The virus was first isolated in1947 from a rhesus monkey in the Zika forest of Uganda, near lake victoria. In 2014 the virus spread eastward across the Pacific Ocean to French Polynesia, then to Easter Iland and in 2015 to Mexico, Central America,the Caribbean,and South America, where Zika outbreak has reached pandemic levels. Those infected with the virus may have mild fever, skin rashes, conjunctivitis, muscle and joint pain or headache. The illness is usually mild and the symptoms normally last for 2-7 days. 80 % people infected with virus do not have any complaints.

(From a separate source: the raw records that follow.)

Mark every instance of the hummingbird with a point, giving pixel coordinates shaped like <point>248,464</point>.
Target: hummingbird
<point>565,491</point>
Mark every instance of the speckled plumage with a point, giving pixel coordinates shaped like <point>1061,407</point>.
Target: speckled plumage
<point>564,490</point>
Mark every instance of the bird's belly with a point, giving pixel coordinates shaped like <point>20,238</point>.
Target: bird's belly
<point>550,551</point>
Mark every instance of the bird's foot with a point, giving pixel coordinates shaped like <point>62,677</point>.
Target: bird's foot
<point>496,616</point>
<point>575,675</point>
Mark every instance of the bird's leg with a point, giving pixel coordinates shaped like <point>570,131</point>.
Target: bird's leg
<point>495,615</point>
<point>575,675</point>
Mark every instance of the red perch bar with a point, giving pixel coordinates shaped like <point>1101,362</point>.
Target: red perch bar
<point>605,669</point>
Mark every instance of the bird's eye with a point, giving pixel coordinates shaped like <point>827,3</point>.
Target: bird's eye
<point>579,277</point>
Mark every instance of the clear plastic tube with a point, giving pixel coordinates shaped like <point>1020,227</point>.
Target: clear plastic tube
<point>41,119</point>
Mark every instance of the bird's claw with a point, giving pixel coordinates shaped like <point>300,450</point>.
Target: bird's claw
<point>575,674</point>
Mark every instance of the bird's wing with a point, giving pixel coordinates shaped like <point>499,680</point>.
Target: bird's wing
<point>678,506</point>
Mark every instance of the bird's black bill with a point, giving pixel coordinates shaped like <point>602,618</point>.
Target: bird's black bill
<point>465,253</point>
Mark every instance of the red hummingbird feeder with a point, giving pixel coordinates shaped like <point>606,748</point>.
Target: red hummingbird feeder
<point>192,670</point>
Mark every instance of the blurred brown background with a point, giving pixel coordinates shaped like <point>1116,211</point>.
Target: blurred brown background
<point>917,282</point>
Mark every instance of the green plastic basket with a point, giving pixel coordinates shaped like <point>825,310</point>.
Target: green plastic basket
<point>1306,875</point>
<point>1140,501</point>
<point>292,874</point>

Zika infections have also been linked to increased incidences of Guillain-Barré syndrome, a nervous system disordercausing weakness in limbs. Some patients also have difficulty in breathing and swallowing . 25 % patients require support of ventilator to tide over acute illness and can die if they don't get proper treatment.. The treatment of the condition is use of IV Immunoglobulin or Plasma exchange. This treatment is very costly and therefore national governments,WHO, the UN ,and other aid agencies should coordinate to support patients in resource limited poor and developing countries, mentions Dr Raad Shakir.

Currently, there is no effective treatment or vaccine against this virus. Hence, prevention is key with control of mosquito populations and prevention of mosquito bites says Dr. Chandrashekhar Meshram, President of Tropical Neurology Group of World Federation of Neurology.